With more choices than ever, marketers are struggling to find that unique offering for their brands or products. What will make that consumer buy? What feature can we showcase? Maybe, just maybe, those features that we as marketers see as valuable aren’t features that make the consumer tick. It is our job to find those small nuggets of information to give us the edge.
Don’t just know that your customer shops at the grocery store only 2 miles from their house. Know that they always go straight to aisle 2 to pick up milk, order the same cut of meat every Tuesday from Joe the butcher, and use paper instead of plastic bags. Who is to say that a tiny piece of knowledge like this won’t help your product strike a chord or get noticed faster.
Go one step further than just taking the factory tour. Take it to a level higher than gathering a focus group or sending out a survey. Get real. Get in the face of the consumer. Become one of them. Talk to them on a personal level. Wouldn’t it be something if all companies required their marketing department heads to spend a few days with their target consumer? It is easy to say that we know what someone wants, but another thing to actually see it in action.
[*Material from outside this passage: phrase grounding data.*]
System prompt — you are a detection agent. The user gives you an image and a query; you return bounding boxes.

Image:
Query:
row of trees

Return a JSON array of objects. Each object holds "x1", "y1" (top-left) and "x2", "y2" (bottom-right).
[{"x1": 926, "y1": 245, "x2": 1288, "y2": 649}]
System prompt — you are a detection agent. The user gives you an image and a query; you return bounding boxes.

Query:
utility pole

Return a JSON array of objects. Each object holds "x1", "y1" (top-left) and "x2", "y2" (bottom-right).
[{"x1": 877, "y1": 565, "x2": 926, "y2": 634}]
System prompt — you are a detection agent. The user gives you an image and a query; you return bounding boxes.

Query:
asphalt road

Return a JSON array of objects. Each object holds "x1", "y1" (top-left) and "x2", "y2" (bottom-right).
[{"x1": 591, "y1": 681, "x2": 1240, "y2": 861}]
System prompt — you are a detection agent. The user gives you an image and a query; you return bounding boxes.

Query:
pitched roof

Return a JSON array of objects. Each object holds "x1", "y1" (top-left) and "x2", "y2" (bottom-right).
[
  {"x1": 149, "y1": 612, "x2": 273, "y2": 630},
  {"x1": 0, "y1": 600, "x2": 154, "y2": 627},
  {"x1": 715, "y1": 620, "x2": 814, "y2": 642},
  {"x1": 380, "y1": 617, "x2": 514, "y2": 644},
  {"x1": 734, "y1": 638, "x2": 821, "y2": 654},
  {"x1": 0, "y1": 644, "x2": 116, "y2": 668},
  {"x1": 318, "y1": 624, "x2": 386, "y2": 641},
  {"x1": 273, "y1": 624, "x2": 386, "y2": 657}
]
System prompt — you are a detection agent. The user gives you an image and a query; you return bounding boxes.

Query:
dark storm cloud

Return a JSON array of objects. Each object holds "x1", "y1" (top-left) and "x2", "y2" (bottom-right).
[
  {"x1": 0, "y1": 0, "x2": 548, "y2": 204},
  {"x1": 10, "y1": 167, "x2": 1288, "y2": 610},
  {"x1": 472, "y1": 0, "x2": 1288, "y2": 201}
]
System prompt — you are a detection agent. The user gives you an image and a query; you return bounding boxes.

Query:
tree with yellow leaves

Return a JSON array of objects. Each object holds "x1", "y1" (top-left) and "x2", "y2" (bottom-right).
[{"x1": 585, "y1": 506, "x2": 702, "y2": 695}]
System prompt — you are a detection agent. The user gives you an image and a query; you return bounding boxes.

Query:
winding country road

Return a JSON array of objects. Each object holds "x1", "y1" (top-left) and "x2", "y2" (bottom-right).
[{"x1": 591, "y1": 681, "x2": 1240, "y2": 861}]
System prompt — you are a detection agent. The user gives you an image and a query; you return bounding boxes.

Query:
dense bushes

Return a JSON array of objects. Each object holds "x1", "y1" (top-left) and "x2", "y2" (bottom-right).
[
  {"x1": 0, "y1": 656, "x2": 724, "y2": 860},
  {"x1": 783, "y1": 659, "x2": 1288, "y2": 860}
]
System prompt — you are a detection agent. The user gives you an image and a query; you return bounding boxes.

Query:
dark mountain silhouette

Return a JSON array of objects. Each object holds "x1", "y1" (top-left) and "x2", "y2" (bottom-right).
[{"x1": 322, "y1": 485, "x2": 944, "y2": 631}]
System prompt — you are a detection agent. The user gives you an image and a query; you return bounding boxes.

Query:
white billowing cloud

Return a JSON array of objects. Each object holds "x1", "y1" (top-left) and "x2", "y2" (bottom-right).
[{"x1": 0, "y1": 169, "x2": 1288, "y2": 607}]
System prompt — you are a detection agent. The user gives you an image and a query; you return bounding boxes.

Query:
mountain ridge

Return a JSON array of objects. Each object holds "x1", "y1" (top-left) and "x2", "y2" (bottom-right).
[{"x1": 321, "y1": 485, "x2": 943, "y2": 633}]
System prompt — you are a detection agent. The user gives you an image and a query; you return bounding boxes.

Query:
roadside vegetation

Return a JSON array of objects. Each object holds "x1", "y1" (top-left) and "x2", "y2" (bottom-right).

There is invaluable knowledge in knowing the small things, the details. It is there that you’ll find a connection to the heart inside your consumer. Maybe its changing the color of your packaging from green to blue, or changing the sound of the rain in the background of a commercial.
So I challenge you: know your consumer. Move in for a day, take ’em to dinner, go shopping with them. If you don’t, your competition just might. And where does that leave you?